The little tailors busily sitting
   Flashing their shears in rival haste
   Won’t spare time for a prior fitting—
   In with the stitches, too late to baste.
   They say the season for doubt has passed:
   The changes coming are due to last.
   UNSOUNDED
   Mariner unpracticed,
   In this chartless zone
   Every navigator
   Fares unwarned, alone.
   Each his own Magellan
   In tropics of sensation:
   Not a fire-scorched stone
   From prior habitation,
   Not an archaic hull
   Splintered on the beach.
   These are latitudes revealed
   Separate to each.
   DESIGN IN LIVING COLORS
   Embroidered in a tapestry of green
   Among the textures of a threaded garden,
   The gesturing lady and her paladin
   Walk in a path where shade and sunlight harden
   Upon the formal attitudes of trees
   By no wind bent, and birds without a tune,
   Against the background of a figured frieze
   In an eternal summer afternoon.
   So you and I in our accepted frame
   Believe a casual world of bricks and flowers
   And scarcely guess what symbols wander tame
   Among the panels of familiar hours.
   Yet should the parting boughs of green reveal
   A slender unicorn with jeweled feet,
   Could I persuade him at my touch to kneel
   And from my fingers take what unicorns eat?
   If you should pick me at my whim a rose,
   Setting the birds upon the bush in flight,
   How should I know what crimson meaning grows
   Deep in this garden, where such birds alight?
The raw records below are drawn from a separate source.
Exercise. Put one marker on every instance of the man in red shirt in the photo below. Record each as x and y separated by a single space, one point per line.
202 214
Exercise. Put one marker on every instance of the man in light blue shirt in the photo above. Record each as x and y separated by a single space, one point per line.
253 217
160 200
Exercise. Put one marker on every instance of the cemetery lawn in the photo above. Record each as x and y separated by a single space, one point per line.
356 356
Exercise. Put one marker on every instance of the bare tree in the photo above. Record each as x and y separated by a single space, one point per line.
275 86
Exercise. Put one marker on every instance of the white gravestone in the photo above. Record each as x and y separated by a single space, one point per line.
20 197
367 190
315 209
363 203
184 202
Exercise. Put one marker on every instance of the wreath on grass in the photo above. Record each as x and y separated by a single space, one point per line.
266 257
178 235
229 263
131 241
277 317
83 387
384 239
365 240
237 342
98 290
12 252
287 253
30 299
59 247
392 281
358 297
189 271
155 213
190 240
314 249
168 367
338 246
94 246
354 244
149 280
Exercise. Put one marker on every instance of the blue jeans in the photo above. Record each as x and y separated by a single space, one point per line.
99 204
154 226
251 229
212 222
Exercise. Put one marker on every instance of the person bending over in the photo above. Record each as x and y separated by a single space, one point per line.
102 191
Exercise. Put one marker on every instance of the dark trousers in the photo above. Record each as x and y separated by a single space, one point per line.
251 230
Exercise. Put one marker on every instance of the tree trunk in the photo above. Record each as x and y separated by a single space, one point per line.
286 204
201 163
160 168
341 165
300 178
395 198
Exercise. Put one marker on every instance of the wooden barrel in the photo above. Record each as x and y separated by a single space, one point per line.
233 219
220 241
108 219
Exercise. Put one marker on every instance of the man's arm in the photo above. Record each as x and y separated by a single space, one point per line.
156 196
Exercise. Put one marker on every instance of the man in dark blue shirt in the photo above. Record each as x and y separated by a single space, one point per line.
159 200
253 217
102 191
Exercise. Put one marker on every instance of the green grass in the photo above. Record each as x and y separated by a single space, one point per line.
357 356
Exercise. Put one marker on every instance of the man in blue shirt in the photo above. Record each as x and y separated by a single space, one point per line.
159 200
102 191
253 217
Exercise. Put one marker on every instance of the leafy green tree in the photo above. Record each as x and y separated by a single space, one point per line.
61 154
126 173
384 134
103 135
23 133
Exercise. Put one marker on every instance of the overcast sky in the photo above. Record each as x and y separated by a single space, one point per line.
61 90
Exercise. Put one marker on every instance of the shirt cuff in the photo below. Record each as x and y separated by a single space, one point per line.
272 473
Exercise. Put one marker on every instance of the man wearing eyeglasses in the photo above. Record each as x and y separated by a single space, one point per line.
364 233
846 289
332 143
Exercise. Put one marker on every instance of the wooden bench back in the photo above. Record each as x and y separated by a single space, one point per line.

   And how should I believe, the meaning clear,
   That we are children of disordered days?
   That fragmentary world is mended here,
   And in this air a clearer sunlight plays.
   The fleeing hare, the wings that brush the tree,
   All images once separate and alone,
   Become the creatures of a tapestry
   Miraculously stirred and made our own.
   We are the denizens of a living wood
   Where insight blooms anew on every bough,
   And every flower emerges understood
   Out of a pattern unperceived till now.
   WALDEN 1950
   Thoreau, lank ghost, comes back to visit Concord,
   Finds the town like all towns, much the same—
   A little less remote, less independent.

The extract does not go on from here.